The authors had examined hours of TV shows, social media content and other materials created by state broadcasters for children and young adults, and found many examples of inappropriate content. “We saw science shows that were telling children that there is more than one sex, or that advocated for transgender ideology. But there were also shows with themes like ‘what it’s like to be raped’ and ‘what it’s like to be a paedophile’.”

They published a dossier of their findings on the website of gender critical German Green Party member and journalist Eva Engelken. They then published the summary in Die Welt. Though 120 other professionals signed the article, it was the five co-authors who suffered the biggest backlash, with the CEO of the media house that owns the paper distancing the company from the authors. This is despite the overwhelming positivity of the response that the article received online.

It was at that point that Ms Vollbrecht began to attract cyber harassers and stalkers. “There are four stalkers in particular who are completely obsessed with me, they are men, they seem to be queer activists. They are very aggressive. And now since the incident, they have become even more brave and they are encouraging others. My aggressors are being celebrated online for attacking me.”

Attacks by fellow scientists

But the worst, she says, are the attacks on her expertise. There have been a number of tweets pulling apart the content of her presentation, her background, and her paucity of published research. For a young academic (she is 32) at the tail end of a pandemic, this is perhaps not entirely unexpected. But the vitriol has been intense. “These are fellow scientists. These attacks hurt me the most. Because I know I am right.”

Humboldt University have not capitulated to pressure from online activists and are standing by her, as is her doctorate supervisor. The university has even proposed to set a new date for the cancelled lecture, this time joined by Ms Vollbrecht’s antagonists, which she says she welcomes. The date and terms have yet to be decided.

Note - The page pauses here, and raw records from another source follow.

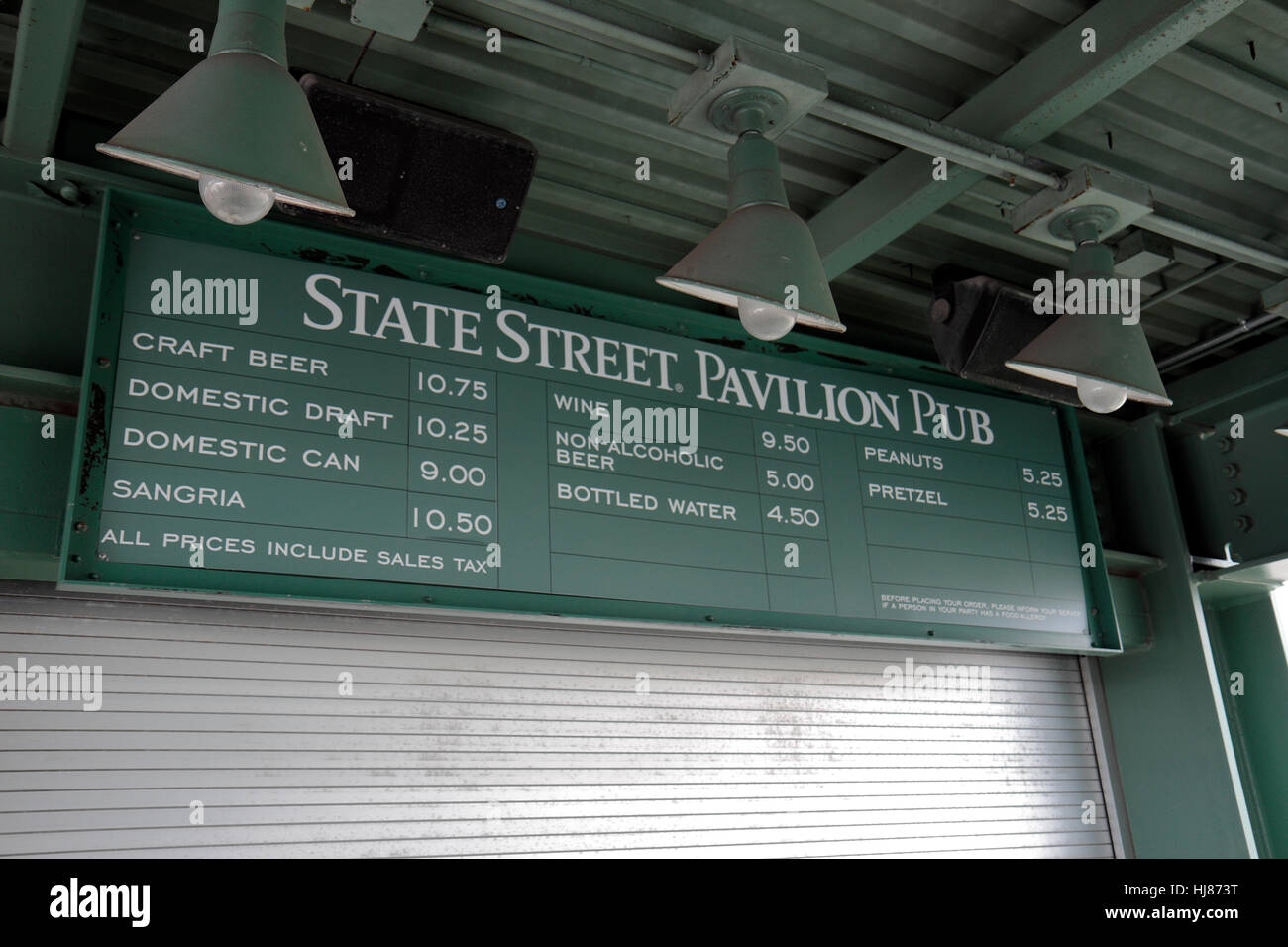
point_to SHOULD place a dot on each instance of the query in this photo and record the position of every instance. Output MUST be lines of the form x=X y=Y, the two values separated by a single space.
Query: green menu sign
x=277 y=425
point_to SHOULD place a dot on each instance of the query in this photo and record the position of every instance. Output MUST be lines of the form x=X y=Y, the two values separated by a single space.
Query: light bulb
x=765 y=321
x=1100 y=397
x=235 y=202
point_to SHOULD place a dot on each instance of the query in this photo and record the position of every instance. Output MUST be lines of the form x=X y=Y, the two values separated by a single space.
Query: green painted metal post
x=1184 y=793
x=42 y=68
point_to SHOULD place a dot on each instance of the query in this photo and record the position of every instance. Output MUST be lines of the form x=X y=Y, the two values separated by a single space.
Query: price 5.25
x=1048 y=512
x=1042 y=478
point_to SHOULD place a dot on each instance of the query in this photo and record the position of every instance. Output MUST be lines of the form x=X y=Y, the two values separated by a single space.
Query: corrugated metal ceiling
x=592 y=103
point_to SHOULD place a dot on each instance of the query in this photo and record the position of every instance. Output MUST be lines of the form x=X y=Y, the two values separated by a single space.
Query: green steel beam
x=1240 y=384
x=1181 y=783
x=42 y=67
x=1245 y=639
x=1034 y=98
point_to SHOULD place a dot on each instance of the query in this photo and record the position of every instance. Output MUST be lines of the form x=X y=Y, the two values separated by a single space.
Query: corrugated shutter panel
x=472 y=737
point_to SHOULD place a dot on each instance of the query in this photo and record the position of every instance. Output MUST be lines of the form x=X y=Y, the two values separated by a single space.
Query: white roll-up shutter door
x=480 y=737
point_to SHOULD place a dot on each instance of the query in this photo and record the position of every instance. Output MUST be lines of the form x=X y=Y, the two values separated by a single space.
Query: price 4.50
x=794 y=515
x=1048 y=512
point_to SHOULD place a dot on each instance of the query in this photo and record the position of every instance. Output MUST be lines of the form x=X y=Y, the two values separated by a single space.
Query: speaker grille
x=421 y=176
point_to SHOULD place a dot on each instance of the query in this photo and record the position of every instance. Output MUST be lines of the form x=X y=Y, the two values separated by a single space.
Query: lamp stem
x=252 y=26
x=755 y=175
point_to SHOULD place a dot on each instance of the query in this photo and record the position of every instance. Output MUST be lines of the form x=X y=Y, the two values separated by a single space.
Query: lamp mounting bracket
x=748 y=108
x=741 y=65
x=1083 y=223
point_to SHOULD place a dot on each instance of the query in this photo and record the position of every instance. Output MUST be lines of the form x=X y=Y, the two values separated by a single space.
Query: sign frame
x=127 y=214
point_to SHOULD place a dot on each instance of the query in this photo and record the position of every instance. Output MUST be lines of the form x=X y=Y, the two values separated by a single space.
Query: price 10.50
x=1048 y=512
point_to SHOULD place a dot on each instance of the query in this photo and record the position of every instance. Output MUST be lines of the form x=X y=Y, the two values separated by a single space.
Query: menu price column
x=452 y=451
x=794 y=519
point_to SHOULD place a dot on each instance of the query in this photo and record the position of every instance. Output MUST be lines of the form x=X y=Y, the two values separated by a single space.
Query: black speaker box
x=421 y=176
x=978 y=322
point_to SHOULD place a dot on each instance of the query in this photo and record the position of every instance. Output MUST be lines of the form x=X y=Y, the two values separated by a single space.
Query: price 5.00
x=1048 y=512
x=791 y=480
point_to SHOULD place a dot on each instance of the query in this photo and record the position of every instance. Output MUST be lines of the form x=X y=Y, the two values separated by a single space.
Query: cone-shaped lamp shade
x=239 y=116
x=1094 y=350
x=761 y=250
x=754 y=256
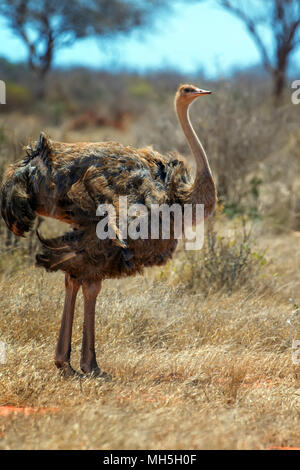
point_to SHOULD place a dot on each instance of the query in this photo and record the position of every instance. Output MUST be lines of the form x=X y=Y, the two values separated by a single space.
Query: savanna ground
x=201 y=350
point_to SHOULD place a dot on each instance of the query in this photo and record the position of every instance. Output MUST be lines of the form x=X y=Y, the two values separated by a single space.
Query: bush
x=225 y=263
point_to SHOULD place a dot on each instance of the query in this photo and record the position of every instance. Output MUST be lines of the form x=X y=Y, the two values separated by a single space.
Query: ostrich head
x=187 y=93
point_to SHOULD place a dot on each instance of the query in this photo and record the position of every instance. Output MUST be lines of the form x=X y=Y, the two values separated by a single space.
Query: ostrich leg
x=63 y=348
x=88 y=362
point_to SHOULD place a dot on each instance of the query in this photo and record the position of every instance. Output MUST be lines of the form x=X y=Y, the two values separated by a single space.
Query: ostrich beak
x=202 y=92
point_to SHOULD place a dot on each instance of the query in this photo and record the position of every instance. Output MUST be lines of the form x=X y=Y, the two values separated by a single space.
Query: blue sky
x=193 y=38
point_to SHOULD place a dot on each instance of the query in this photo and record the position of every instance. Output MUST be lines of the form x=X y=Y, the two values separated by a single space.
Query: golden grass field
x=188 y=372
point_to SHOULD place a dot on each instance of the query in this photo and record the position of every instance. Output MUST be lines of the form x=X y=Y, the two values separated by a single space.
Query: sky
x=200 y=37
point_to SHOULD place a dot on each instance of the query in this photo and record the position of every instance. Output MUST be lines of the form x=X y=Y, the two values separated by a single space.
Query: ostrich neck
x=202 y=190
x=197 y=149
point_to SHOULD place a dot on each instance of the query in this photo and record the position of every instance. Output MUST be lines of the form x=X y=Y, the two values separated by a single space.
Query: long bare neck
x=203 y=190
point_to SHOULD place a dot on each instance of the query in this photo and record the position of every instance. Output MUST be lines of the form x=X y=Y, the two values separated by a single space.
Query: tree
x=48 y=25
x=281 y=18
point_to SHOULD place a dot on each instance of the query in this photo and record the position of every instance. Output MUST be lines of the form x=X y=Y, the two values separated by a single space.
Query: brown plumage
x=69 y=181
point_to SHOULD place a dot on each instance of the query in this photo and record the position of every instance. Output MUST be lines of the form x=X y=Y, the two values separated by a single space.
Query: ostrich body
x=69 y=181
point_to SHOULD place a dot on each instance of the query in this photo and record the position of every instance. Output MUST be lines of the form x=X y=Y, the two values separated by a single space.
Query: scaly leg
x=88 y=362
x=63 y=348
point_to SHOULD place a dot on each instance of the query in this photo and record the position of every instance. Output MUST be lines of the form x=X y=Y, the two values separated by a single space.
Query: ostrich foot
x=97 y=374
x=66 y=369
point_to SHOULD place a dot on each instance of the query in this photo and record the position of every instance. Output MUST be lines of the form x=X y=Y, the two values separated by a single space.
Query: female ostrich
x=69 y=181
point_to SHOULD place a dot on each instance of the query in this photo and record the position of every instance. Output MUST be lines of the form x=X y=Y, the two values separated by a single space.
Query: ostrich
x=68 y=181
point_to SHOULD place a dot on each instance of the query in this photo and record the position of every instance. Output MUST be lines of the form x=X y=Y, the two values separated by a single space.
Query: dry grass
x=187 y=372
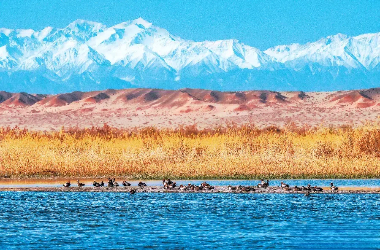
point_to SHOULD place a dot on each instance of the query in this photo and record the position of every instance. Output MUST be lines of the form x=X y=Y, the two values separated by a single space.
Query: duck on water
x=170 y=185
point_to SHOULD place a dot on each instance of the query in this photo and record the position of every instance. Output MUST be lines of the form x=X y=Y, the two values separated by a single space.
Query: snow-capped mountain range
x=88 y=56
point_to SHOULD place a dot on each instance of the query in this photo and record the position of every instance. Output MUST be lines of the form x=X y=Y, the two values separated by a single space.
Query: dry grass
x=189 y=153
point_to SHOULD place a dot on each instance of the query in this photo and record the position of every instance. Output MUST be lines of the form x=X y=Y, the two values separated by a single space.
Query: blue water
x=57 y=220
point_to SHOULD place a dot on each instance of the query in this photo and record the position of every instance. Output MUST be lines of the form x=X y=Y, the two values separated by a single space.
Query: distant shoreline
x=217 y=189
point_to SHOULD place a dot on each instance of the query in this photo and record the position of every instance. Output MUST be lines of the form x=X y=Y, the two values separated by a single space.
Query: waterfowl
x=110 y=183
x=263 y=184
x=67 y=184
x=206 y=186
x=80 y=184
x=126 y=184
x=141 y=184
x=333 y=188
x=296 y=188
x=283 y=185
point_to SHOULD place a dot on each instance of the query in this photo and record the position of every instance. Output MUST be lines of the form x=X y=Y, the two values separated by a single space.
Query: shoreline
x=217 y=189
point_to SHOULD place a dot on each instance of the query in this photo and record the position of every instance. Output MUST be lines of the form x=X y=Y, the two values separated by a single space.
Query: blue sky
x=261 y=24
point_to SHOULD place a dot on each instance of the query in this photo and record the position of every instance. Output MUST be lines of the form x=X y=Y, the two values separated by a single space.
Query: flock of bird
x=169 y=184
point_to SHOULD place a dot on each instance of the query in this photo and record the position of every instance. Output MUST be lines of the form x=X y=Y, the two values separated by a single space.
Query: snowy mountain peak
x=88 y=55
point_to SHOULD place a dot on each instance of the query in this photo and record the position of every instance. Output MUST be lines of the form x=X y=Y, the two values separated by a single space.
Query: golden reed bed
x=188 y=153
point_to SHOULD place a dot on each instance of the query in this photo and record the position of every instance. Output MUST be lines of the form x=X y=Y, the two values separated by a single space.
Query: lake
x=58 y=220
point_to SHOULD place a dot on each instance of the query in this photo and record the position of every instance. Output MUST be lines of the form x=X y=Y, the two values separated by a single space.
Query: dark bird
x=80 y=184
x=126 y=184
x=283 y=185
x=333 y=188
x=263 y=184
x=67 y=184
x=297 y=188
x=110 y=183
x=141 y=184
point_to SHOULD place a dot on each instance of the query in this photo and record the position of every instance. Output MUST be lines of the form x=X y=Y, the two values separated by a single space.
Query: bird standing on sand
x=80 y=184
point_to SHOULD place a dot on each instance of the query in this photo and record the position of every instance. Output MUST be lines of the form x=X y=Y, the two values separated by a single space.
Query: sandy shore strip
x=216 y=189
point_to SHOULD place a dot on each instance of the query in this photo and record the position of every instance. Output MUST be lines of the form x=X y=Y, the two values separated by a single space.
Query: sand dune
x=171 y=108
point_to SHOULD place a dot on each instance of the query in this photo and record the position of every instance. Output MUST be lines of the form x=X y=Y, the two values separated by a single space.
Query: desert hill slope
x=139 y=107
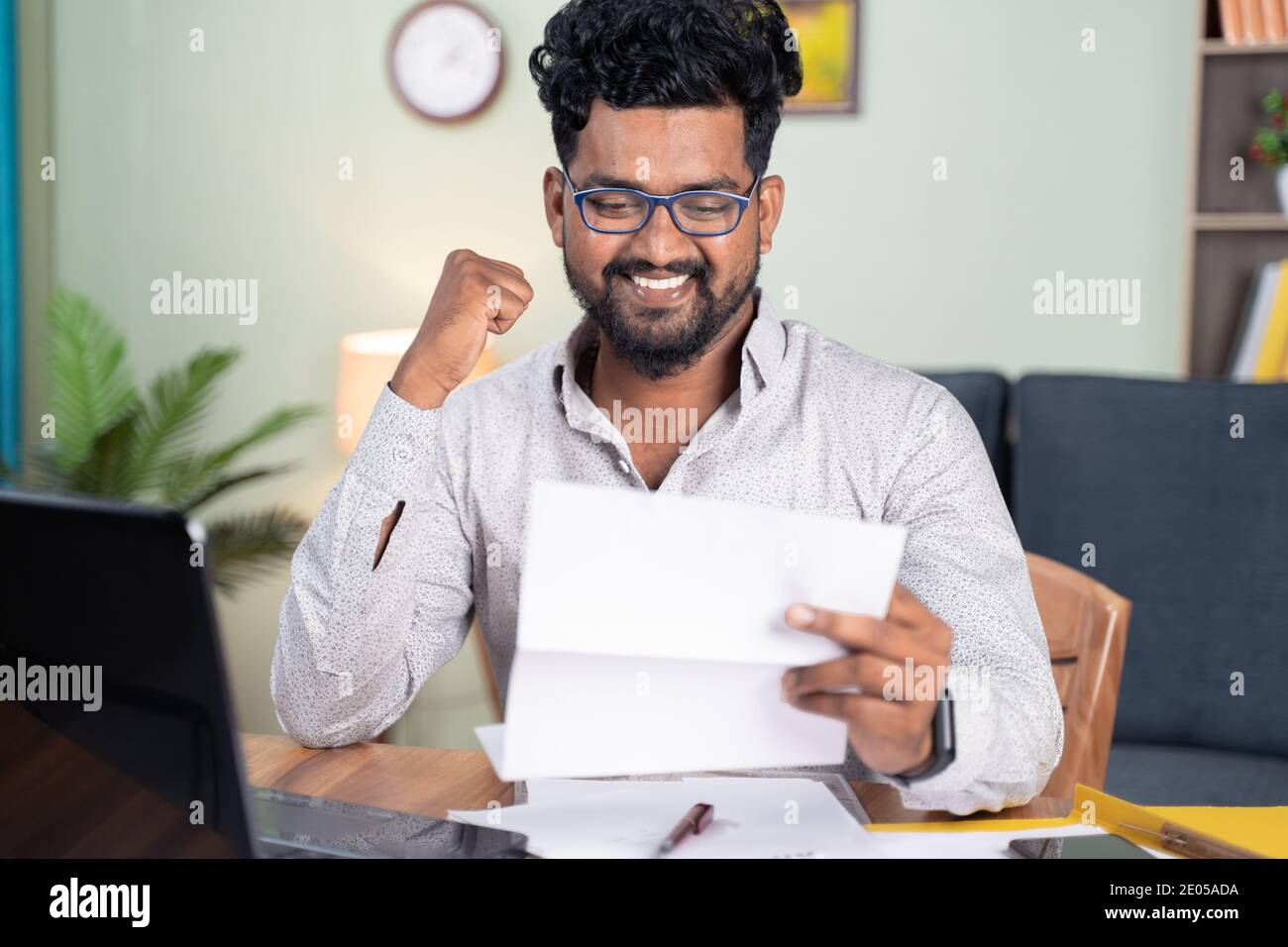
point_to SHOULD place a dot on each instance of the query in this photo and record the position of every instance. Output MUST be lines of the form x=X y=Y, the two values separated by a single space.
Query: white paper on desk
x=652 y=635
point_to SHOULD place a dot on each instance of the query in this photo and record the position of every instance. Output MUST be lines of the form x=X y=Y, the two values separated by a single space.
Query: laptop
x=117 y=736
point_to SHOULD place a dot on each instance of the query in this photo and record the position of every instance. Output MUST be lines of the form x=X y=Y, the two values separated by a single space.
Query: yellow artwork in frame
x=827 y=33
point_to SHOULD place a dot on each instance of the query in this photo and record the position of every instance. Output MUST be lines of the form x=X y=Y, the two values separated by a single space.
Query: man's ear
x=553 y=197
x=771 y=210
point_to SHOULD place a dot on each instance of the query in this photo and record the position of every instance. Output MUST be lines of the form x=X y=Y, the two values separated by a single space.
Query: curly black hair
x=634 y=53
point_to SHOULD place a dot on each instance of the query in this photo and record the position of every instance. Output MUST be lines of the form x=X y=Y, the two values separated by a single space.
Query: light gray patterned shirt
x=812 y=427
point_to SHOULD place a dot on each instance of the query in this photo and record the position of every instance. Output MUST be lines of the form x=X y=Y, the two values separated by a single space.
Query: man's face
x=661 y=151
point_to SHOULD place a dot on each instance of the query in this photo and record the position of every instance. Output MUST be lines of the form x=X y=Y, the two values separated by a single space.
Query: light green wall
x=224 y=163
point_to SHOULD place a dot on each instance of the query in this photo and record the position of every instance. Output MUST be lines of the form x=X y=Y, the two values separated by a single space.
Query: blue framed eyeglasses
x=697 y=213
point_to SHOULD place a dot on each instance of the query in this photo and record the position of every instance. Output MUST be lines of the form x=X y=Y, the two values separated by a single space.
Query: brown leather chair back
x=1086 y=629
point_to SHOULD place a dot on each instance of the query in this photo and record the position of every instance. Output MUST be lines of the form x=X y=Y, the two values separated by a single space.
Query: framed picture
x=828 y=37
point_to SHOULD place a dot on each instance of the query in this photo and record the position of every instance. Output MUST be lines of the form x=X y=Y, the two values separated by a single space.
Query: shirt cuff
x=395 y=450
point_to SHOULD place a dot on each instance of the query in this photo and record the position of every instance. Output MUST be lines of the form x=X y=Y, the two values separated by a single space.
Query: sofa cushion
x=1157 y=775
x=1188 y=522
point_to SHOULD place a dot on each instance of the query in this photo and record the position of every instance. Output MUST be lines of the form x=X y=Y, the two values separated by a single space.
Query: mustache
x=634 y=266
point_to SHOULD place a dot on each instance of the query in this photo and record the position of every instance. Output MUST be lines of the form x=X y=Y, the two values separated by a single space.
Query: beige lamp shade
x=368 y=361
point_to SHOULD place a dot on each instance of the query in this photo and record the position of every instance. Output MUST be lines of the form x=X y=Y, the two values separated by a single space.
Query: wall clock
x=445 y=59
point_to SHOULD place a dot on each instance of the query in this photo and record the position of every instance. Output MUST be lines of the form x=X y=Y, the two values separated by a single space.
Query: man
x=425 y=528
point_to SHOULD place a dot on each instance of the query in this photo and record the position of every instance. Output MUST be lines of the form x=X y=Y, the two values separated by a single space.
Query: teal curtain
x=11 y=243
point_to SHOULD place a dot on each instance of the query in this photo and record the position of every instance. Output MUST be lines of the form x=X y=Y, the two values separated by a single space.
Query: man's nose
x=660 y=241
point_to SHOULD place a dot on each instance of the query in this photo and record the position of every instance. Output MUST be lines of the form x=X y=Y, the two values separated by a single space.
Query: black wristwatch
x=943 y=736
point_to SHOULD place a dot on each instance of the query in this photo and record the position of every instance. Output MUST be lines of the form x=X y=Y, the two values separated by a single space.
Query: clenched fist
x=476 y=295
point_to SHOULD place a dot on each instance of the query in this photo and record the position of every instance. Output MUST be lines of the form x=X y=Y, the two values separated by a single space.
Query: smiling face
x=660 y=295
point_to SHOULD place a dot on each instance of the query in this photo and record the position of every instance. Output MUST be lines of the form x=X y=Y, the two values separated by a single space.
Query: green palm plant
x=104 y=437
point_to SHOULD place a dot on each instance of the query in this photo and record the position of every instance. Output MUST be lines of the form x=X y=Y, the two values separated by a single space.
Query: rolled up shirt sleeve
x=965 y=564
x=356 y=643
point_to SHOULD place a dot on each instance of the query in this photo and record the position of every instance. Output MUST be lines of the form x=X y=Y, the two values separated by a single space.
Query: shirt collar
x=763 y=352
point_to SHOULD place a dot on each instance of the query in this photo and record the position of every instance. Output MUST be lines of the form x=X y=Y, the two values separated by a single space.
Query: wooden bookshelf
x=1234 y=226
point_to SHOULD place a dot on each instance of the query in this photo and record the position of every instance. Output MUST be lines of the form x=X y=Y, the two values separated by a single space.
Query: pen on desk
x=1190 y=843
x=695 y=821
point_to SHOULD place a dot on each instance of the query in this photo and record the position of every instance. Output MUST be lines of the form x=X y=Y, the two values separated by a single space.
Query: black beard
x=658 y=359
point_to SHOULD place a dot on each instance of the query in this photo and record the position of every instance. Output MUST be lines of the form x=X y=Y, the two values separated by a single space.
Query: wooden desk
x=429 y=783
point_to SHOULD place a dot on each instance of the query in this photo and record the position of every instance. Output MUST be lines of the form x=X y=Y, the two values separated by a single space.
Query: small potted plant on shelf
x=1270 y=145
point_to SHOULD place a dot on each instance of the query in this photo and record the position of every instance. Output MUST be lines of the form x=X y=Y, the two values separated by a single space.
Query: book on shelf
x=1260 y=351
x=1250 y=22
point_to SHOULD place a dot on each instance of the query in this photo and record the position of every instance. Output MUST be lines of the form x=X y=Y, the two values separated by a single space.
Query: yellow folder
x=1274 y=343
x=1261 y=828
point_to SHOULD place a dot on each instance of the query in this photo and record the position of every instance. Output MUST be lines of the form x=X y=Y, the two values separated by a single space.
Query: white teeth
x=675 y=281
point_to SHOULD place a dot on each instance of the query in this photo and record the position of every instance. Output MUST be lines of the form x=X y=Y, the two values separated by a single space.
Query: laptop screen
x=116 y=735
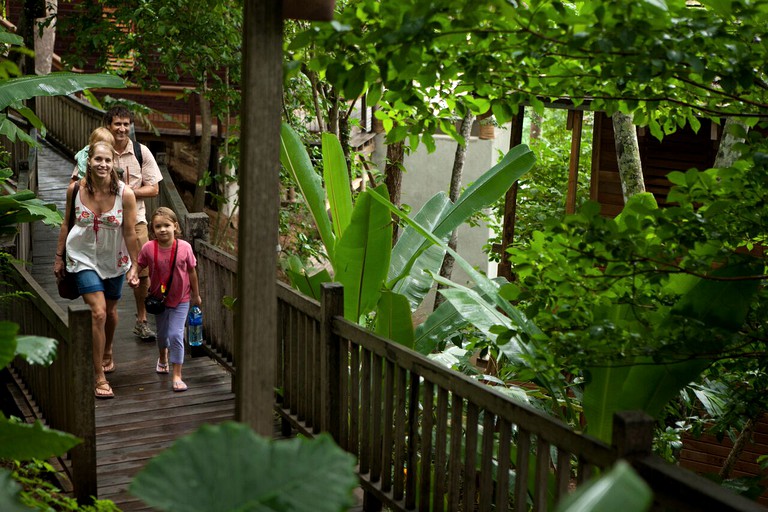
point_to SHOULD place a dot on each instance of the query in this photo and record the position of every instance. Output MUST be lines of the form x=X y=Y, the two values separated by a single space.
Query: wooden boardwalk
x=145 y=416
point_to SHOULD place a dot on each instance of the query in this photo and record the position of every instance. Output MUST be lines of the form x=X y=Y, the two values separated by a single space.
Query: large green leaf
x=484 y=191
x=362 y=255
x=8 y=342
x=416 y=284
x=618 y=489
x=10 y=493
x=54 y=84
x=228 y=467
x=24 y=441
x=37 y=349
x=337 y=183
x=443 y=322
x=393 y=318
x=307 y=284
x=294 y=157
x=493 y=184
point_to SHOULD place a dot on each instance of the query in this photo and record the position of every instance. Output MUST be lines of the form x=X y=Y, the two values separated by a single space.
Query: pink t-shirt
x=158 y=270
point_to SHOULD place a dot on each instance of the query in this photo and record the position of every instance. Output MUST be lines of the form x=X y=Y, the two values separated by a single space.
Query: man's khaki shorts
x=142 y=235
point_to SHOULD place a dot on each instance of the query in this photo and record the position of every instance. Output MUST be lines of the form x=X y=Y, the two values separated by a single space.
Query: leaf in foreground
x=228 y=467
x=23 y=441
x=9 y=493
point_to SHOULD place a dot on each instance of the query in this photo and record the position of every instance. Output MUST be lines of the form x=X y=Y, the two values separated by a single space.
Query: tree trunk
x=446 y=270
x=628 y=155
x=44 y=43
x=393 y=177
x=738 y=448
x=205 y=153
x=726 y=154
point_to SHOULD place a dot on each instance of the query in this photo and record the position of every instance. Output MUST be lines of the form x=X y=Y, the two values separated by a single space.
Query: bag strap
x=72 y=206
x=166 y=289
x=137 y=153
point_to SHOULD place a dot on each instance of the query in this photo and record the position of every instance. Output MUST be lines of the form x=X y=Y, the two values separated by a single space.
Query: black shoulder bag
x=156 y=305
x=68 y=284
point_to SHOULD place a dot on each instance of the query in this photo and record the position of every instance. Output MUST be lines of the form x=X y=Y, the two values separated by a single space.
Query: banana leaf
x=648 y=386
x=484 y=191
x=337 y=183
x=294 y=157
x=619 y=489
x=444 y=321
x=417 y=283
x=362 y=255
x=14 y=91
x=393 y=319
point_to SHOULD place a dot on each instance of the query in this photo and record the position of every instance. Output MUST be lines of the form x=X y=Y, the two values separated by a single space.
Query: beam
x=256 y=313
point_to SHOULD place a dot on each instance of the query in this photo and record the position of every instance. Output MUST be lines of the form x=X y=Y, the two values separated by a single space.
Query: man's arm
x=150 y=175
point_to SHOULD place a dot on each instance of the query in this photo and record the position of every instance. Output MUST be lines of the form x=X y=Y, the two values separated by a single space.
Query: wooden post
x=83 y=425
x=575 y=123
x=331 y=304
x=510 y=201
x=256 y=317
x=196 y=226
x=632 y=434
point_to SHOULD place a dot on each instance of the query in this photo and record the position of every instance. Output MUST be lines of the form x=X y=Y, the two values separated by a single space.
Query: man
x=144 y=179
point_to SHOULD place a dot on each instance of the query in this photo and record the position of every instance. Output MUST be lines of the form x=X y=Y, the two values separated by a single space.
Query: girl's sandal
x=103 y=390
x=161 y=368
x=108 y=365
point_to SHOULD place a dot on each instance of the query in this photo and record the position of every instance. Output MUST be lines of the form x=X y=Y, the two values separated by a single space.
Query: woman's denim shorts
x=88 y=281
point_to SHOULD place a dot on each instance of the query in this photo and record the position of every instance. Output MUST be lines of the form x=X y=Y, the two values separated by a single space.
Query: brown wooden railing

Germany’s gender ideology debate heats up

Ms Vollbrecht has been inundated with requests for interviews from media outlets since the incident, and she doesn’t expect it to calm down any time soon. “The difference this time is that I’m getting attention from left-wing and progressive media. With the Die Welt article, it was only conservative media that wanted to talk about our work,” she says.

Bettina Stark-Watzinger, the minister for education and research, criticized the universities actions, telling the Bild Zeitung newspaper that “science lives on debate”. Freedom of speech is protected in Germany, and is tied up in principles of freedom of research and freedom of art. Many commentators are worried that the affair at Humboldt University is a sign of creeping censorship (and self-censorship) that has become a recurring feature of higher learning institutions in the English-speaking world.

The debate continues to rage mostly on German Twitter, where terms like Geschlecht, but also Biologismus, Wissenschaft, Chromosomen and #HumboldtUni have been trending in the country since the weekend.


Correction July 6: The previous version of this article incorrectly stated Eva Engelken is a member of the German parliament.